Il y a deux bosses à franchir avant d’arriver à sortir de la Black Valley pour aujourd’hui. Je laisse la route que j’avais aperçu sur ma gauche. J’avais oublié qu’ici le parcours faisait une assez grande boucle. Pour le moment nous filons au Sud pour rejoindre le bord de mer.

Si ce matin j’avais pu apercevoir par moment un peu de ciel bleu, ce n’est plus qu’un lointain souvenir. Le ciel ne s’est jamais levé et pendant que je m’élevais pour sortir de la Black Valley, la pluie a fait son retour.

Je me demande où est Guillaume, je pensais qu’il me rejoindrait. Je regarde sur l’application de suivi et m’aperçoit qu’il est plusieurs kilomètres derrière. Un rapide calcul m’indique que ça va être très compliqué d’arriver avant 22h à notre hébergement. Je décide donc de forcer l’allure pour arriver le moins tard possible. D’autant que je n’ai aucune idée de l’autonomie de l’éclairage que m’a gentiment prêté Guillaume.

Le relief est propice à un contre-la-montre, je passe un bon moment les mains sur les prolongateurs, ne les quittant que pour changer de vitesse. Il faudra que j’investisse dans des commandes déportées pour mon dérailleur électrique. Le compteur indique des vitesses que je ne pensais pas encore capable d’attendre après plus de 6j d’épreuve.

Guillaume a fait une pause sur le trajet, profitant du passage d’un un village pour acheter à manger. La nuit finit par arriver, j’ai un peu de mal à régler la lampe pour avoir un éclairage satisfaisant. Il me faudra un bon moment pour y comprendre comment elle fonctionne. Je finis par y arriver dans la bosse qui suit Waterford. Juste à temps, car la descente aurait été compliquée avec un éclairage clignotant.

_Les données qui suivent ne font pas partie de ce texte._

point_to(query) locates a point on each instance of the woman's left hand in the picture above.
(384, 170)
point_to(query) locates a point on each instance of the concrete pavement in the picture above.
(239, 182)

La fatigue commence à se faire sentir, elle s’accompagne de la lassitude de la pluie. L’arrivée sur Killeenleagh / An Chillin Liath me parait interminable. Je passe mon temps à regarder sur le GPS où j’en suis, à sortir mon téléphone de ma poche pour confirmer ce que je vois sur le GPS.

Enfin, j’y arrive, je trouve l’hébergement sans problème. C’est encore ouvert même s’il est plus près de 23h que de 22h. C’est un genre d’auberge de jeunesse, les occupants qui sont là sont encore debout. Ils me montrent les sanitaires, le dortoir, m’expliquent la cuisine avec ce qui est en libre accès.

J’ai un Irlandais qui a force de boisson est très bavard et dont je n’arrive pas à me défaire. J’aimerai bien aller me coucher maintenant que j’ai mis toute mon électronique à charger et que j’ai bu un thé chaud. Guillaume finit par arriver. J’ai le temps de prendre une douche, chaude cette fois-ci, avant d’aller dormir.

Killeenleagh (An Chillin Liath) – Bantry

La nuit a été courte, on commence à en avoir l’habitude. Je m’habille, mes vêtements n’ont pas vraiment eu le temps de sécher, même en les ayant mis dans le lit à côté de moi. Cette technique est pourtant assez efficace d’habitude.

Une tasse de thé ne suffit à me convaincre à partir, il m’en faut une deuxième. Ma batterie d’éclairage n’a pas rechargé cette nuit, le boitier convertisseur doit être hors-service. Les prévisions nous annoncent de la pluie toute la matinée.

C’est sans grand enthousiasme que je remonte sur mon vélo. Comme à chaque fois dans ces cas-là, je mets la musique pour faire diversion de la pluie. Le départ se fait sur le même faux-plat qui nous a amené jusqu’à Killeenleagh / An Chillin Liath.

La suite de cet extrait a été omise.